Секс, наркотики и плохие рифмы. Почему ваши дети слушают эти ужасные песни
Вы застали своего сына или дочку за прослушиванием песни со словами «еду в магазин Gucci в Санкт-Петербурге, она жрет мой *** (пенис), как будто это бургер»? Ужаснувшись, вы решили разобраться в новой музыке и заглянули в бездну, откуда на вас полились композиции со словами: «куча дорогих чужих тёлок в телефоне», «я пойду и набью ему *** (лицо), чтобы ты силу моей любви понимала», «вот мое дерьмо, теперь *** (совокупись) с этим», «у меня шлюх склад, *** (вступил в половой контакт с) твой сквад» и т. п. На вас посыпались имена: Pharaoh, Face, ЛСП, Элджей, Gone, Fludd, Lizer, Kizaru и десятки, сотни других. Обалдев от услышанного, вы хватаетесь за голову. Вам кажется, что вкус подрастающего поколения столь чудовищен, что ничего хорошего от людей, выросших на такой музыке, ждать не стоит…
Но не спешите отчаиваться. Когда-то и виляющий бедрами Элвис Пресли, и патлатые The Beatles казались нарушителями нравственных устоев. Сегодня же они не просто считаются классикой, но и смотрятся едва ли не образцово-приличными. Возможно, через полвека и песня про бургер станет вызывать такое же умиление, как бывшие когда-то бунтарскими рок-гимны, поскольку ей на смену придет что-то еще более дикое. Но не исключено и обратное. История учит нас тому, что периоды вольности нравов сменяются новой строгостью. Так что не стоит паниковать, гораздо правильнее будет постараться разобраться в том, чем школьников привлекает новая волна рэпа.
Мир меняется
Сегодня звездами, образцами для подражания становятся блогеры и участники реалити-шоу, а не актеры, музыканты или спортсмены. То есть не те, кто стал в чем-то лучшим, выдающимся, а те, кто умеет правильно себя подать, создать образ в публичном пространстве. Конечно, тут тоже требуется определенный талант, но у начинающего музыканта может вообще пропасть желание заниматься творчеством, когда он поймет, что его гениальная песня значительно менее популярна, чем какая-то фотография в Instagram или глуповатое видео
Сильно меняются и представления о морали. Просмотр порнографии перестал быть чем-то постыдным, порно обсуждают так же открыто, как какой-нибудь спорт. Человека, заявляющего, что он никогда не смотрит порно, сегодня если в чем и упрекнут, так в неискренности.
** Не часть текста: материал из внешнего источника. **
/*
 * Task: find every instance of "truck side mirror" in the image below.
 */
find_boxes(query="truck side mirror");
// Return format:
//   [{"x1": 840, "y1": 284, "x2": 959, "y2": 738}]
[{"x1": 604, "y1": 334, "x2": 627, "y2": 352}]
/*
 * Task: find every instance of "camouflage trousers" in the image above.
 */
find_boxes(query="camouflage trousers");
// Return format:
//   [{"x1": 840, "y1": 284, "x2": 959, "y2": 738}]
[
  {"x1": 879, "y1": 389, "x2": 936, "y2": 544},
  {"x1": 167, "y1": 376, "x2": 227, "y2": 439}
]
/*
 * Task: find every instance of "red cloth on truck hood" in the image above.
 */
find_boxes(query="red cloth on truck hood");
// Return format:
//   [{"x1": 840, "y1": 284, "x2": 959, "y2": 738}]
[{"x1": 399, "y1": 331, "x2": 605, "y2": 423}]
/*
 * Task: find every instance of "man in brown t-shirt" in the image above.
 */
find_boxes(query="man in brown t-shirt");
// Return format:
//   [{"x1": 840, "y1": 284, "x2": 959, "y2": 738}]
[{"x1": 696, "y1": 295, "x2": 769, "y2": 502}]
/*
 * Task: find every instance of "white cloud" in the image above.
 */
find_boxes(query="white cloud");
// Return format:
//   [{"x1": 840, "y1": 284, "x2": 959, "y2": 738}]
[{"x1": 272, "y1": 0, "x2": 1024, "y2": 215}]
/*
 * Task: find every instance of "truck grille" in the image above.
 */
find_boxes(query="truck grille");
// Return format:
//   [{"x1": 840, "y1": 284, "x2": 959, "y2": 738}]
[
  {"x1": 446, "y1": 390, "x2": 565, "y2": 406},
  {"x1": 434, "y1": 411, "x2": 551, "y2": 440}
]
Мат в поэзии и литературе, причем вовсе не маргинальных, стал делом привычным. А гипертрофированное насилие стало обычным явлением в кино и компьютерных играх.
На этом фоне песни о приключениях шлюх, наркотиках и невероятное самовозвеличивание молодых исполнителей хип-хопа уже не так удивляют. В принципе, могло быть и хуже.
Детский лепет
Сегодня хип-хоп – самый коммерчески успешный жанр. Даже махровая попса теперь делается с оглядкой на него. Року и традиционной эстраде пришлось подвинуться – хип-хоп стал одновременно и мейнстримом, и андеграундом, потому что это не единый стиль, а, скорее, широкое объединяющее понятие, способ делать песни, способ выражения идей, который можно использовать в разных жанрах.
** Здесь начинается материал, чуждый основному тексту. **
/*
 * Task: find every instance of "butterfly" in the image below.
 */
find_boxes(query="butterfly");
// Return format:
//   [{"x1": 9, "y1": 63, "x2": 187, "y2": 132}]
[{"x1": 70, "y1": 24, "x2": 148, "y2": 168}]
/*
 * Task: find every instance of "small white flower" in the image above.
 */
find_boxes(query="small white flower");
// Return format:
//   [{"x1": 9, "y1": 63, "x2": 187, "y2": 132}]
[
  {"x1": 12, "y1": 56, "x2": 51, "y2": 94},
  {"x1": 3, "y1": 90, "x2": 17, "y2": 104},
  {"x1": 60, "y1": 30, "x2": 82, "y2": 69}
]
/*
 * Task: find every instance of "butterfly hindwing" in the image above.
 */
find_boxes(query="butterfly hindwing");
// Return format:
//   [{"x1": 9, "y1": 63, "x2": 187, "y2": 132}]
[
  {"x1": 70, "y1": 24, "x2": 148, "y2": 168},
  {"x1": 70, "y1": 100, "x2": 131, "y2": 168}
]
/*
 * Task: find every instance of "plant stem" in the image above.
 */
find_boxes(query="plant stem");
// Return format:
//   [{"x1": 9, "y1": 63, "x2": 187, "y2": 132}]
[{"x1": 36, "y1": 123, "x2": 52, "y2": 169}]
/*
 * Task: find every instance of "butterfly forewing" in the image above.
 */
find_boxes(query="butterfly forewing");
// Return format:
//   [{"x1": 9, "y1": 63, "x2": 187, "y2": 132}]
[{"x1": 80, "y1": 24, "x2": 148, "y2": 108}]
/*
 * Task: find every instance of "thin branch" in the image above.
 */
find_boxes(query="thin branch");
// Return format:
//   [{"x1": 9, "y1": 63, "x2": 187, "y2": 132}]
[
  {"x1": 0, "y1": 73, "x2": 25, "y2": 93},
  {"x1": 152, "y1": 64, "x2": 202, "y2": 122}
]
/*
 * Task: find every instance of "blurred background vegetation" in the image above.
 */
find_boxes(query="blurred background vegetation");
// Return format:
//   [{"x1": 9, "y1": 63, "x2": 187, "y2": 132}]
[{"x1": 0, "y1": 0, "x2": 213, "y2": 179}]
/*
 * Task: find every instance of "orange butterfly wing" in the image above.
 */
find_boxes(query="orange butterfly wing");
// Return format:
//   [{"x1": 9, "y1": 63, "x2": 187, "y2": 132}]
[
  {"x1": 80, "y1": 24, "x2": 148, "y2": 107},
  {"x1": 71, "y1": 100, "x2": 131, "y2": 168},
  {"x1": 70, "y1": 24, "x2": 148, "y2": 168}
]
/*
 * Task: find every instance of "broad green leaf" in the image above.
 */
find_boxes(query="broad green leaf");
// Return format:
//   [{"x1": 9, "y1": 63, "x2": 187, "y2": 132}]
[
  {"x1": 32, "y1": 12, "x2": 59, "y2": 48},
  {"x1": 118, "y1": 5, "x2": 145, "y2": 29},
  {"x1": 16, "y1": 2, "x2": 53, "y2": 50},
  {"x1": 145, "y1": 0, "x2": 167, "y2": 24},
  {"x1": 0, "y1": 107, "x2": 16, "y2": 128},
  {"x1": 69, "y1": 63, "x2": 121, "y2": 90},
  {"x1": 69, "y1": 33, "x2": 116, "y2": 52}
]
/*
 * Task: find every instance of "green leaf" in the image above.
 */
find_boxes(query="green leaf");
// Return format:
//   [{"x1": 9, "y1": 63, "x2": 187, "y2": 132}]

Проще говоря, рэп – это новый рок. Живи Курт Кобейн в наше время, возможно, он и взял бы в руки гитару, но гораздо вероятнее, что предпочел бы ноутбук с музыкальной программой.
Современные технологии позволяют делать музыку даже детям, и не только вундеркиндам. Поэтому шоу-бизнес стремительно молодеет. Сочинить песню, придать ей товарный вид и распространить в Сети может практически каждый, в том числе и подросток. И прежде не все молодые артисты могли похвастаться умственной зрелостью, но, как правило, дорога к успеху была долгой, и за это время им удавалось найти свой стиль и отточить навыки. Сегодня подросток, со всей свойственной этому возрасту горячностью и максимализмом может буквально в режиме реального времени не только обратиться к миру, но и быть услышанным. У взрослых его творчество вызовет недоумение, но зато сверстники оценят, что к ним обращаются на привычном им языке.
Слово не воробей
В отличие от стран Запада, в России по-прежнему очень пристрастно относятся к искусству, даже сугубо развлекательному. С одной стороны, это грозит цензурой, с другой – дает такой градус накала страстей, которого в Америке не было со времен суда над песнями Оззи Осборна. А где страсти, там и пресса, а с ней и известность.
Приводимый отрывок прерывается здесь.